Grandes Mestres: Modigliani

A seção Grandes Mestres, que ocorrerá todos os dias 15 e 30, será um retrato dos mais famosos e inovadores artistas que foram selecionados pela editora Abril para compor uma coleção de 25 livros. Para os amantes das artes, um prato cheio; para os curiosos, a possibilidade de descoberta desses incríveis pintores e escultores que mudaram o seu tempo.

Amedeo Modigliani (1884 - 1920)

"Uma vida breve e difícil, algumas obras-primas, a Paris boêmia do início do século XX. O mito e o fascínio de Amedeo Modigliani estão nessa imagem tardiamente romântica, no protótipo do dândi sem teto nem lei, do artista maldito. No entanto, a pintura de Modigliani - uma produção quase ininterrupta de rostos esguios, olhos oblíquos, pescoços finos e longuíssimos - esconde e revela sabedoria técnica, cultura profunda, adesão íntima e sentimental ao mundo e aos personagens que retrata."
F. Nicosia


O Violoncelista (1909)

Com O Violoncelista, Modigliani desejava se mostrar um artista adaptado à Paris febril, atento à crucial e inesquecível lição de Cézanne, que, poucos anos antes, em 1907, tornara-se conhecido do grande público graças a uma vasta retrospectiva póstuma. Modigliani elegeu como objetos das próprias experimentações outro aspecto de estudo do artista francês: a veia intimista, sutilmente pálida e introspectiva.


Paul Alexandre em Frente a uma Vidraça (1913)

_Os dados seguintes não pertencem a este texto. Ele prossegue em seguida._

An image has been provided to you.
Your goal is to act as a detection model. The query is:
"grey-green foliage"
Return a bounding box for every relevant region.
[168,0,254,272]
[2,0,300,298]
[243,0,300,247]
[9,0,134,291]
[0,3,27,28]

A tela, pintada em 1913 e, cronologicamente, o último dos trabalhos que representam o amigo, médico e patrono, representa um momento de transição de uma concepção representativa naturalista, fiel ao real, a outra que, ao contrário, transcende a verossimilhança para se concentrar em estudos formais que não escondem o componente introspectivo do retratado. Na aparente despersonalização e na estilização fisionômica, residem as peculiaridades do novo caminho estético tomado por Modigliani.


Leopold Zborowski (1916)

O mercador e poeta Leopold Zborowski, que se empenhou em renovar a galeria de rostos retratados pelo artista ao procurar para ele novos modelos, às vezes profissionais, serviu como personagem para diversos quadros. As órbitas oculares são vazias e preenchidas alternadamente de marrom e celeste, enquanto a barba percorre de modo irregular o rosto. As porções esquerda e direita não são simétricas. Modigliani colocou em evidência o aspecto culto e nobre do amigo e patrocinador. Mas alguns detalhes, como os cabelos rebeldes, o vago sorriso de tom zombeteiro e a gravata pendente à esquerda, conferem ao personagem um caráter excêntrico, quase romântico, compatível com sua atividade original de poeta.


Mulher com Gravata Preta (1917)

A figura é capturada de frente, como que esmagada em uma superfície bidimensional. Tem lábios e bochechas vermelhas, olhos vazios, como órbitas de estátuas antigas, e uma espessa cabeleira, que cai sobre a testa, criando um arabesco em movimento. A blusa branca é obtida ao manchar a tela preparada anteriormente com a mesma cor do fundo. A gravata é traçada com uma única pincelada embebida em densa tinta preta.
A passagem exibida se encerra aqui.